Tenants rent backyard shacks for R100 a month, though some landowners charge more, "depending on quality of accommodation provided", Masuku says.

"People no longer pitch up tent anywhere, anyhow here. We have formal stands that are registered with the City of Johannesburg. Actually, Freedom Park is no longer a squatter camp as most people usually refer to the settlement. It's now like any other township in Johannesburg," Masuku says proudly.

In 2002 the City made plans to rid Johannesburg of informal settlements and land invasions.
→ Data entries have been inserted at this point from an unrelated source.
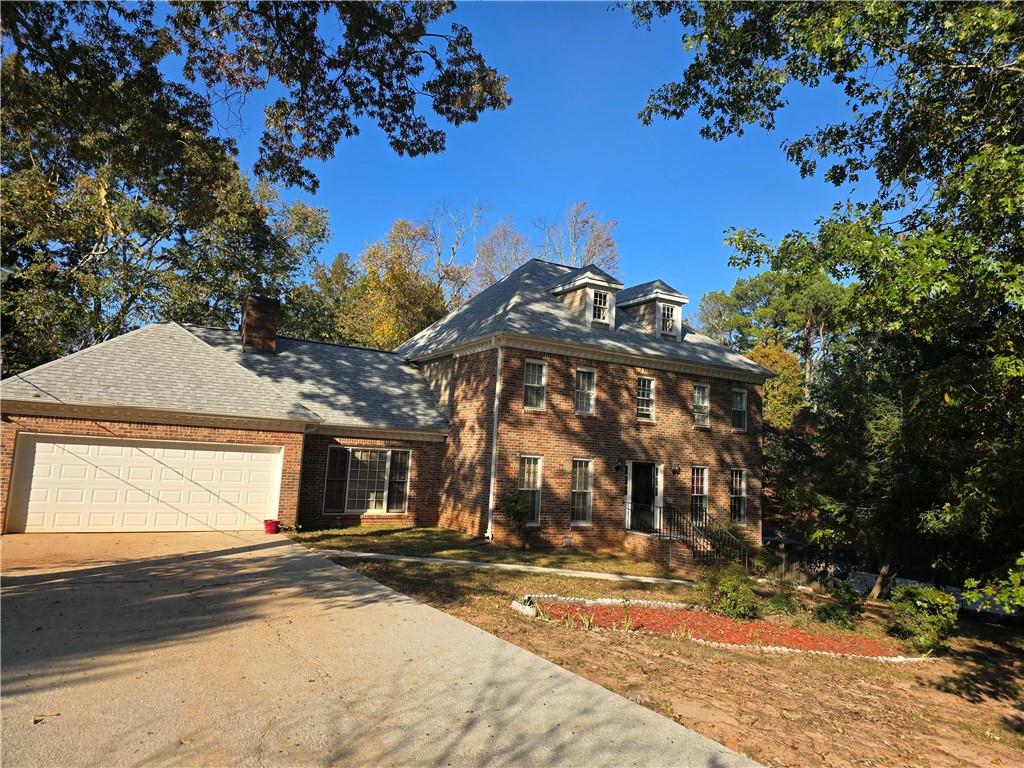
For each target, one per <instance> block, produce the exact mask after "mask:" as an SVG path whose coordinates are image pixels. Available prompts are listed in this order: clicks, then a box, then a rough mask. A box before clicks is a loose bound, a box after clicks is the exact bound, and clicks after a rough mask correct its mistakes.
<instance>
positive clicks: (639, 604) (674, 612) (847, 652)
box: [537, 601, 900, 656]
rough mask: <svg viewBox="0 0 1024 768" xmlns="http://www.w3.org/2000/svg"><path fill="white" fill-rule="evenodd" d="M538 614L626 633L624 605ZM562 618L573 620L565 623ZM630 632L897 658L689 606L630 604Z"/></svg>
mask: <svg viewBox="0 0 1024 768" xmlns="http://www.w3.org/2000/svg"><path fill="white" fill-rule="evenodd" d="M537 607H538V611H539V614H540V615H544V616H546V617H547V618H548V621H551V622H555V623H557V624H560V625H562V626H563V627H570V628H580V629H583V628H595V629H596V628H600V629H605V630H618V631H622V630H623V629H624V626H623V625H624V624H627V623H626V622H625V621H624V606H623V605H622V604H620V605H609V604H599V605H588V604H580V603H559V602H544V601H538V602H537ZM565 616H571V617H572V618H571V620H570V621H566V620H565ZM628 624H629V629H630V630H631V631H633V632H652V633H655V634H657V635H665V636H668V637H675V638H679V639H683V640H691V639H692V640H703V641H709V642H715V643H728V644H730V645H751V646H758V647H764V646H773V647H784V648H793V649H796V650H816V651H826V652H830V653H850V654H853V655H860V656H891V655H899V653H900V650H899V648H898V647H897V646H896V645H895V644H893V643H891V642H887V641H886V640H882V639H877V638H868V637H862V636H859V635H853V634H836V633H829V634H820V633H817V634H816V633H813V632H809V631H807V630H803V629H799V628H796V627H787V626H784V625H781V624H776V623H774V622H766V621H761V620H756V621H738V620H734V618H727V617H726V616H721V615H717V614H715V613H712V612H710V611H707V610H701V609H699V608H689V607H678V608H674V607H660V606H649V605H641V604H637V603H635V602H634V603H631V604H630V605H629V623H628Z"/></svg>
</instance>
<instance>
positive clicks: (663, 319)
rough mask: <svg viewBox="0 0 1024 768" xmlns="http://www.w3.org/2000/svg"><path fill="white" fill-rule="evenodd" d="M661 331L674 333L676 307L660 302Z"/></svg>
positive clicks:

Plans are also under way to make way for serviced stands owned by people who have title deeds to their properties.

Two years later, in 2004, the City of Johannesburg approved a consolidated list of 189 informal settlements and housing projects, the first step towards achieving its target of formalising informal settlements within the next three years.

Already, electricity has been installed in all households and bulk sewerage and water infrastructure is in place. "We are now waiting for work to begin for the council to build reconstruction and development programme houses for us but we are not sure when," Masuku adds.

However, not all of Freedom Park's homes are made of metal and wood. A house that would be at home in any affluent suburb in Johannesburg, complete with carport and satellite dish, looks lost amid the tiny shacks.

Masuku remembers settling in the area in 1998, when Freedom Park was "an empty tract of land". "It was a life full of hardship and pain. There was no water, electricity or toilets. But now we have toilets, even though they are not adequate."

Rows of chemical toilets line the streets, serving approximately five households each. A sanitary truck comes once a week to empty overflowing toilets.

Plastic containers of all sizes line the walls of most dwellings. They are used as storage for water, which is delivered for free by tanker four times a week. Residents use the water for washing, bathing, drinking and cooking. Masuku says he uses eight 25-litre containers between deliveries.

"When we first arrived in Freedom Park we used tents and then built ourselves these shacks. There were white farmers who used to live in old houses in this area but they left when we moved in. We used to live in Soweto where my family rented a room. We heard that there was a free tract of land where homeless people could live and we jumped at the chance," Masuku recalls.

A community leader, identified only as Willie, became the "councillor" for the squatter camp. "He was responsible for measuring and giving out stands to people in need," Masuku adds.

He is proud to say that life has changed for the better since he arrived in Freedom Park. Construction of tarred roads began in 2004, though this has been shelved for the moment.

Freedom Park now also boasts a primary school, officially opened by former president Nelson Mandela. It has a media centre with 35 computers, and a library. Social amenities are being established. A Rhema Church and a sponsored crèche have been established.

Entertainment is not scarce at Freedom Park, either. There a plethora of drinking holes, where one can get a mug of homebrew for R1. Clear beer can set you back R6 but the most commonly drunk liquor is opaque beer, which comes in cartons. Some taverns run 24 hours a day, according to Masuku.

He now owns a popular spaza shop, known as "JVS Sambo Mini Market". Most Freedom Park residents rely on spazas for their groceries, "but those who want to buy bulk usually go to near-by Devland," Masuku explains.

Shadows are lengthening as the afternoon draws to a close, and a smoky haze has began to gather over the informal settlement. Braziers blaze in most yards and there is animated activity as people prepare for the night - Freedom Park is not very safe at night.